Elli stared deeply into the bowl. “I got some test results back,” she said. She stabbed at a potato lump with the masher. “And guess what? I’m infertile. They said there’s no point in going ahead with IVF.”
She burst into tears. I jumped up from the stool and came around the kitchen island and hugged her. She dropped the masher and it fell to the floor, splattered potato across my bare feet. Her skin under her sundress was hot, as if something had burst into flame inside her. “It’s something wrong with me,” she sobbed into my shoulder. “They called it primary ovarian insufficiency. My follicles aren’t functional. It might be genetic, they weren’t sure.”
“Oh God. I’m so sorry.”
She quivered in my arms, tense and broken. “Sam,” she moaned. “I’m never going to have a baby.”
“Of course you’ll have a baby,” I said firmly. “There’s more than one way to have a baby. You’ll adopt.

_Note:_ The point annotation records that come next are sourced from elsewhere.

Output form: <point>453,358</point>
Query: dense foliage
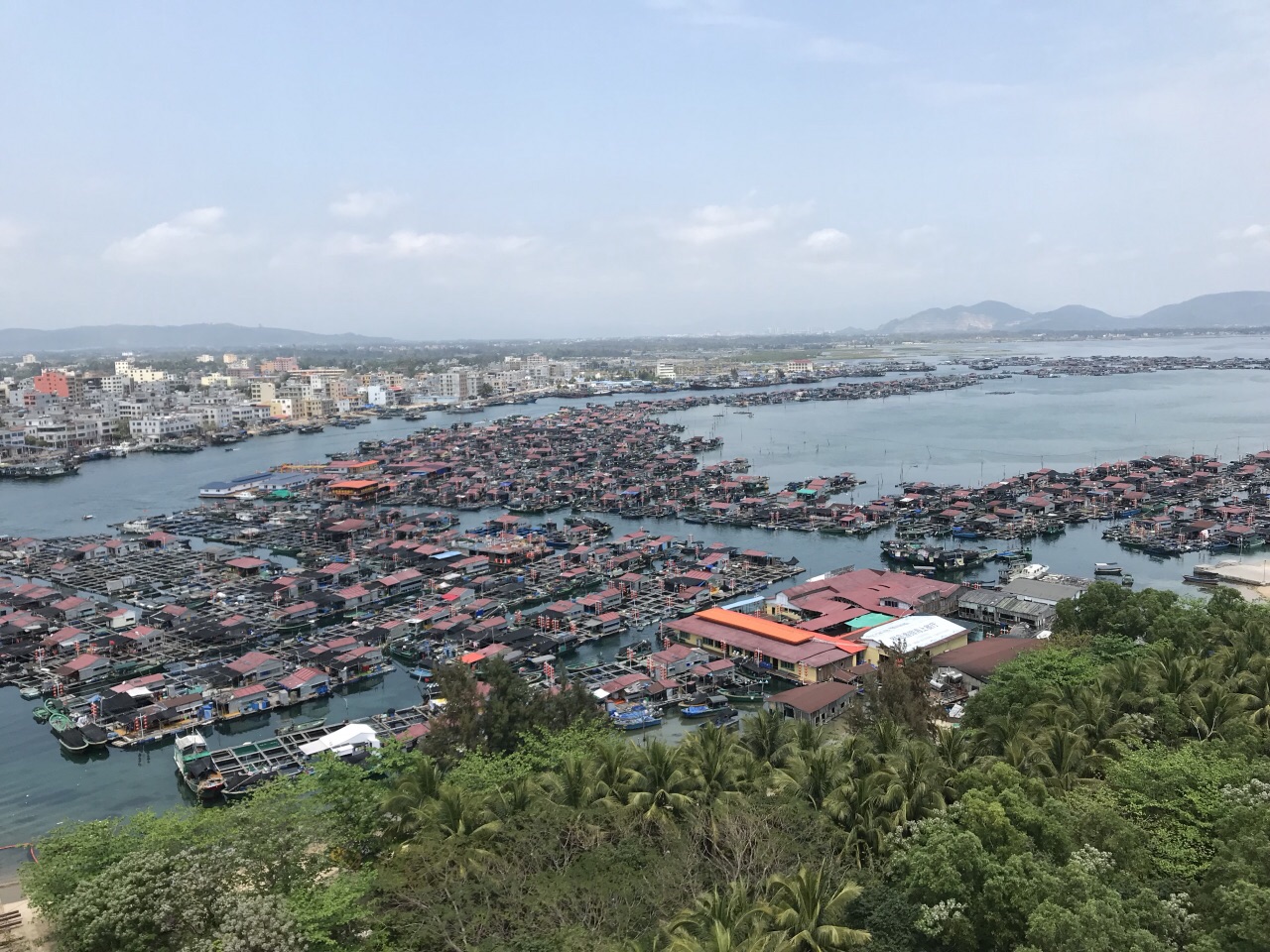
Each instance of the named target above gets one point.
<point>1107,792</point>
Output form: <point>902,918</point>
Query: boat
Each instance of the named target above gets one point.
<point>194,763</point>
<point>94,734</point>
<point>708,710</point>
<point>70,737</point>
<point>726,722</point>
<point>743,693</point>
<point>635,722</point>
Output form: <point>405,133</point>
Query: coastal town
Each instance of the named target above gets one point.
<point>56,416</point>
<point>295,584</point>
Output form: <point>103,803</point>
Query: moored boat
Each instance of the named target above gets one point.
<point>194,763</point>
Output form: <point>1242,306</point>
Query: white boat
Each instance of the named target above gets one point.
<point>194,762</point>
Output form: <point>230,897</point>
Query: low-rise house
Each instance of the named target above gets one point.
<point>815,703</point>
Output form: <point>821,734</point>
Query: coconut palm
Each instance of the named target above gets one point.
<point>717,921</point>
<point>1066,760</point>
<point>956,748</point>
<point>858,806</point>
<point>767,737</point>
<point>815,774</point>
<point>919,783</point>
<point>888,737</point>
<point>810,737</point>
<point>661,788</point>
<point>1213,711</point>
<point>574,783</point>
<point>1092,712</point>
<point>517,796</point>
<point>466,828</point>
<point>714,761</point>
<point>1020,753</point>
<point>407,806</point>
<point>806,912</point>
<point>1130,682</point>
<point>1255,692</point>
<point>613,769</point>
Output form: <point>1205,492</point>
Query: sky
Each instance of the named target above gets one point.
<point>603,168</point>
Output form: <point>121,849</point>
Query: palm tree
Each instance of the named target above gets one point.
<point>574,783</point>
<point>1132,683</point>
<point>1213,711</point>
<point>466,828</point>
<point>888,737</point>
<point>407,806</point>
<point>1256,696</point>
<point>717,921</point>
<point>1065,760</point>
<point>517,796</point>
<point>956,748</point>
<point>858,806</point>
<point>1178,671</point>
<point>767,737</point>
<point>810,737</point>
<point>714,762</point>
<point>661,789</point>
<point>815,774</point>
<point>613,761</point>
<point>806,912</point>
<point>919,784</point>
<point>1091,711</point>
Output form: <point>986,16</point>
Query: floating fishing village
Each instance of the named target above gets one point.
<point>296,584</point>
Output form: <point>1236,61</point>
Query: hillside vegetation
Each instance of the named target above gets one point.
<point>1109,792</point>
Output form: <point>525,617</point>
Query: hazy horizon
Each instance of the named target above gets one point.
<point>676,167</point>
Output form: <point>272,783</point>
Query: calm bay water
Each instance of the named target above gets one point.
<point>969,435</point>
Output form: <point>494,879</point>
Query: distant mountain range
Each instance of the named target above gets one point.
<point>1234,308</point>
<point>182,336</point>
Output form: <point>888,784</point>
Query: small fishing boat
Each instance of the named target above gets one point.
<point>94,734</point>
<point>747,693</point>
<point>70,737</point>
<point>722,722</point>
<point>194,763</point>
<point>635,722</point>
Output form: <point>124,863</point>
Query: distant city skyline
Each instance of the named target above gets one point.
<point>671,167</point>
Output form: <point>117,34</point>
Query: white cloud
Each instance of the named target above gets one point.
<point>716,13</point>
<point>916,235</point>
<point>959,91</point>
<point>186,234</point>
<point>834,50</point>
<point>10,234</point>
<point>712,223</point>
<point>1254,238</point>
<point>366,204</point>
<point>826,240</point>
<point>429,244</point>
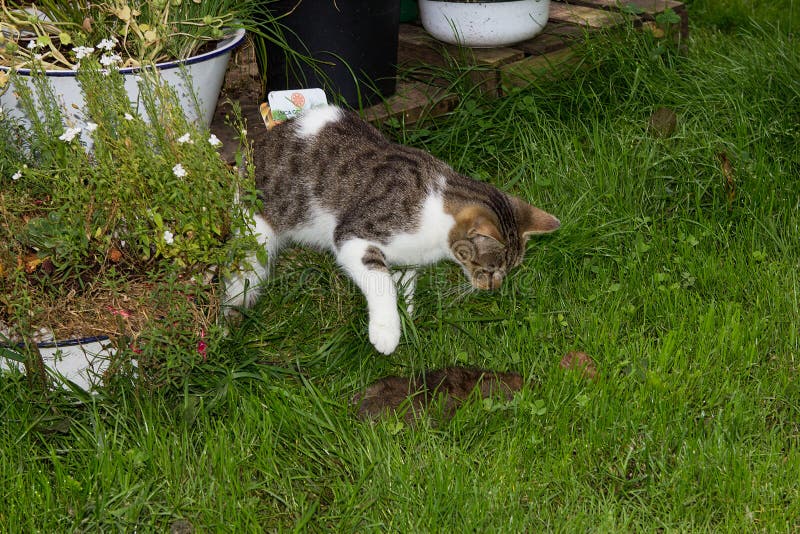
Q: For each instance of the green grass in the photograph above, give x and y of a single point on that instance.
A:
(686, 298)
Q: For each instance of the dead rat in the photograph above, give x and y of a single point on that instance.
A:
(414, 394)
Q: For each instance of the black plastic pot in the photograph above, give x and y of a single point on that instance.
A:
(352, 43)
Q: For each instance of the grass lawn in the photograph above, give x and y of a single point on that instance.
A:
(676, 270)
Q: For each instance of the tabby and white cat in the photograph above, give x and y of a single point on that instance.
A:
(330, 180)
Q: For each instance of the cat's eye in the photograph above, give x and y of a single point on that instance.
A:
(463, 250)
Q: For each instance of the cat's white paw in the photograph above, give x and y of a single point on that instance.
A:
(384, 333)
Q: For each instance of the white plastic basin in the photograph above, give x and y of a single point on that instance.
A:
(484, 24)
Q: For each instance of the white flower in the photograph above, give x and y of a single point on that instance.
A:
(178, 170)
(82, 51)
(107, 44)
(110, 59)
(69, 135)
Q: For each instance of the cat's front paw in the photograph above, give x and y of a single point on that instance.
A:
(384, 333)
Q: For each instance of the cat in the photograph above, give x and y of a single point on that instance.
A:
(330, 180)
(451, 385)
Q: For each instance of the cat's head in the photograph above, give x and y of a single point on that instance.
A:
(488, 246)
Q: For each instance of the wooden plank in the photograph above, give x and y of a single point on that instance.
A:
(648, 7)
(584, 16)
(555, 36)
(551, 66)
(412, 102)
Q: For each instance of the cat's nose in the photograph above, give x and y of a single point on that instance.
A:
(488, 280)
(495, 280)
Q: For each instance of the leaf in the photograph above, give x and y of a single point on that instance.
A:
(123, 13)
(32, 262)
(668, 17)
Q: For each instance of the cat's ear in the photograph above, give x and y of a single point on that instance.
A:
(532, 220)
(477, 220)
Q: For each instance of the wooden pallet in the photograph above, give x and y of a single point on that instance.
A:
(495, 70)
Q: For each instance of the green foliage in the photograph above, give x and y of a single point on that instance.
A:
(149, 202)
(153, 186)
(145, 30)
(683, 292)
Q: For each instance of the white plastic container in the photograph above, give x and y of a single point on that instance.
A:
(81, 361)
(484, 24)
(201, 75)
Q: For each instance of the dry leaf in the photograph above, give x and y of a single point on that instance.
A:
(663, 122)
(32, 262)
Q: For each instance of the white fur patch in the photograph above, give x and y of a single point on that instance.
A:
(429, 243)
(379, 289)
(311, 122)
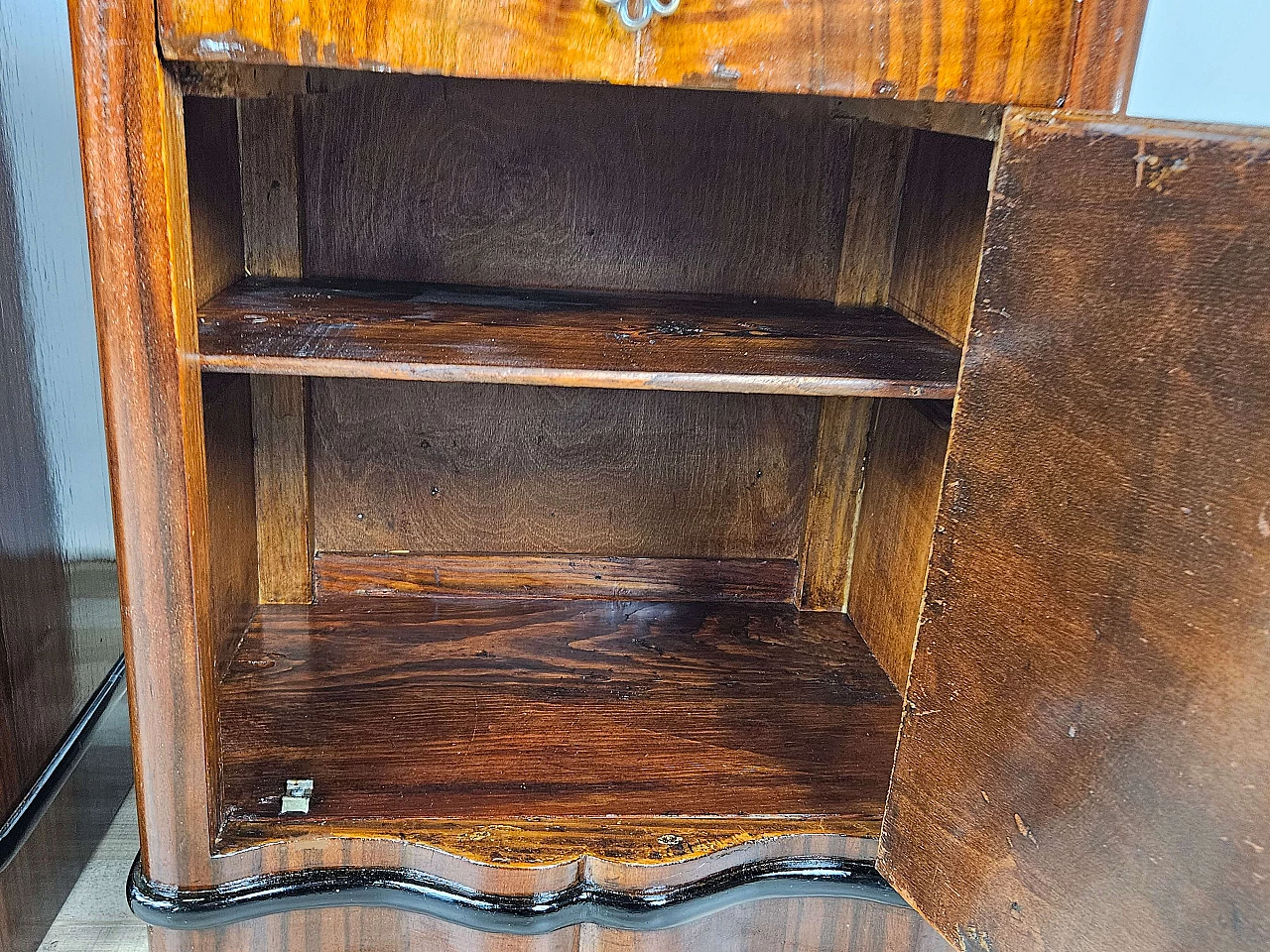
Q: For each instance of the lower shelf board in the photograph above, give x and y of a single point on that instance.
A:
(513, 729)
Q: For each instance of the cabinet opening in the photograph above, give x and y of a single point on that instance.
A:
(572, 454)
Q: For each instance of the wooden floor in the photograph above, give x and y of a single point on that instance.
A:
(494, 708)
(95, 916)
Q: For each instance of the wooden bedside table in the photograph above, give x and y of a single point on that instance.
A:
(527, 490)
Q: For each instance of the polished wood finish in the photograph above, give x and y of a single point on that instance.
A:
(806, 925)
(902, 485)
(280, 411)
(382, 574)
(441, 467)
(940, 232)
(1087, 697)
(60, 639)
(45, 870)
(833, 503)
(486, 710)
(657, 341)
(422, 178)
(978, 51)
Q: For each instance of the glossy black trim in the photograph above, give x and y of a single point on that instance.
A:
(799, 878)
(26, 816)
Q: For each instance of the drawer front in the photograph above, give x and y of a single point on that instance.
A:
(978, 51)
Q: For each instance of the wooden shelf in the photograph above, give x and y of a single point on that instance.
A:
(592, 339)
(592, 715)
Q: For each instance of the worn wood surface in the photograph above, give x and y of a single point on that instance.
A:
(1084, 752)
(978, 51)
(657, 341)
(211, 158)
(231, 540)
(879, 162)
(382, 574)
(902, 485)
(270, 178)
(833, 503)
(1106, 51)
(441, 467)
(488, 708)
(572, 186)
(132, 146)
(280, 411)
(940, 232)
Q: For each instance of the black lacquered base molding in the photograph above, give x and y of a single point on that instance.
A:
(19, 825)
(516, 915)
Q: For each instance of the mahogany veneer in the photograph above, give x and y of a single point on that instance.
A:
(486, 708)
(662, 341)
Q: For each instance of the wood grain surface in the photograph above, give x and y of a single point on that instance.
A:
(940, 234)
(444, 467)
(135, 179)
(384, 574)
(211, 158)
(833, 503)
(978, 51)
(280, 411)
(231, 540)
(572, 186)
(902, 484)
(657, 341)
(493, 708)
(1084, 751)
(1106, 51)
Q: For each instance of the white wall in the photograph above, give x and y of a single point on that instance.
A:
(1205, 61)
(37, 112)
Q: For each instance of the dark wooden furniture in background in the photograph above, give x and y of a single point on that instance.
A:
(529, 488)
(64, 766)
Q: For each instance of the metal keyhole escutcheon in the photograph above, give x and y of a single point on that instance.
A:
(633, 21)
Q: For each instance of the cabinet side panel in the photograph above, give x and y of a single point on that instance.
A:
(132, 148)
(575, 186)
(1086, 747)
(940, 232)
(444, 467)
(903, 475)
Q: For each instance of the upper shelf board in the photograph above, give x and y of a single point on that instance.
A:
(574, 339)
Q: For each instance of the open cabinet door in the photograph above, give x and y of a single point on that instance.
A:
(1084, 756)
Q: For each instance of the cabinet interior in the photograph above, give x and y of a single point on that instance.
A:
(572, 451)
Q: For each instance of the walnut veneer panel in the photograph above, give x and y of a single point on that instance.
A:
(447, 467)
(1086, 746)
(979, 51)
(574, 186)
(488, 708)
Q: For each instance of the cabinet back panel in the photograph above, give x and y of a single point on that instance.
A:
(444, 467)
(572, 185)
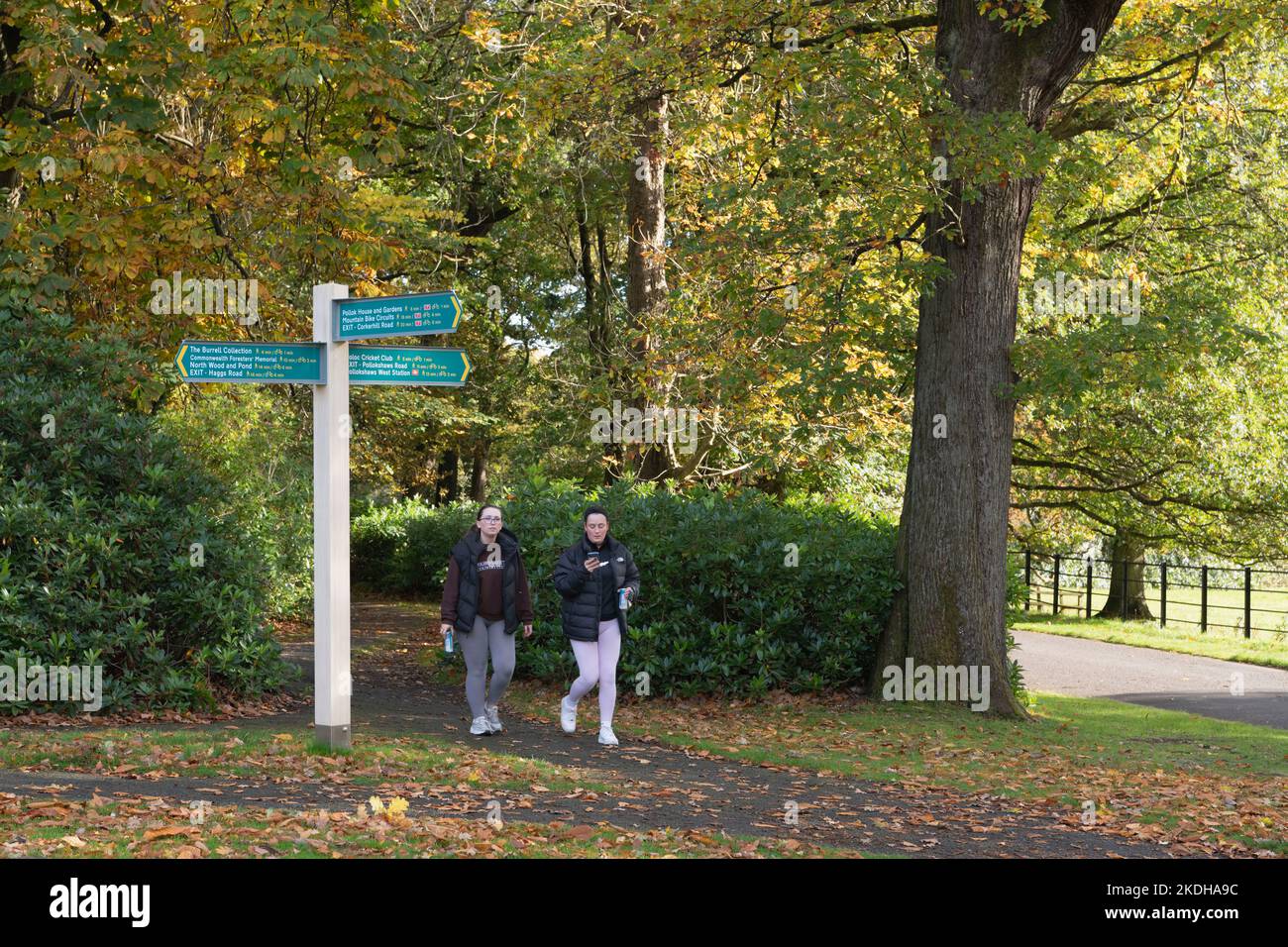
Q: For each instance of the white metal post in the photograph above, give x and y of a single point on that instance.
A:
(333, 684)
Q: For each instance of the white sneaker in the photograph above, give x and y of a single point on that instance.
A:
(567, 715)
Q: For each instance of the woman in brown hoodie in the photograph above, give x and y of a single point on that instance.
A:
(484, 599)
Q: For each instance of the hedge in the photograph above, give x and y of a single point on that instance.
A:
(99, 510)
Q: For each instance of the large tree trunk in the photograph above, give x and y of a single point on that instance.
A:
(952, 534)
(447, 488)
(478, 472)
(1127, 557)
(645, 263)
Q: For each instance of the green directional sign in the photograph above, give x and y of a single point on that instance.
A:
(252, 361)
(424, 313)
(407, 365)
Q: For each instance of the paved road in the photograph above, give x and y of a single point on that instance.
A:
(1083, 668)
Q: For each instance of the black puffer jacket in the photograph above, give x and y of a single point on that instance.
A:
(581, 595)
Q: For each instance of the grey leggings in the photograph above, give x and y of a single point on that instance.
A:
(476, 646)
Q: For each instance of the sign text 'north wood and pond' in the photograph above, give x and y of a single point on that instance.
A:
(268, 363)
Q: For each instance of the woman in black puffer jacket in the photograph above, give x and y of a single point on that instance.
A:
(596, 578)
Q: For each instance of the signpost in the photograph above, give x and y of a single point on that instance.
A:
(407, 365)
(250, 361)
(330, 365)
(382, 317)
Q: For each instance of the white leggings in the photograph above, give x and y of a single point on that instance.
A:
(596, 664)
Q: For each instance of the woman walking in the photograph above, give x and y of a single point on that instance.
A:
(597, 579)
(484, 599)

Millions of people do.”
She shook her head, glanced toward the garden, and lowered her voice. “Chuck doesn’t want to look into adoption. He’s scared he won’t be able to bond with a child that didn’t come from him. Or me, for that matter. He wants a kid that’s a mix of us. He thinks it’s a biological thing, and he won’t love the child properly, you know? He says he’d rather not have a kid at all. That maybe it wouldn’t be so bad to be childless.” She was crying hard now. “IVF was my last chance.”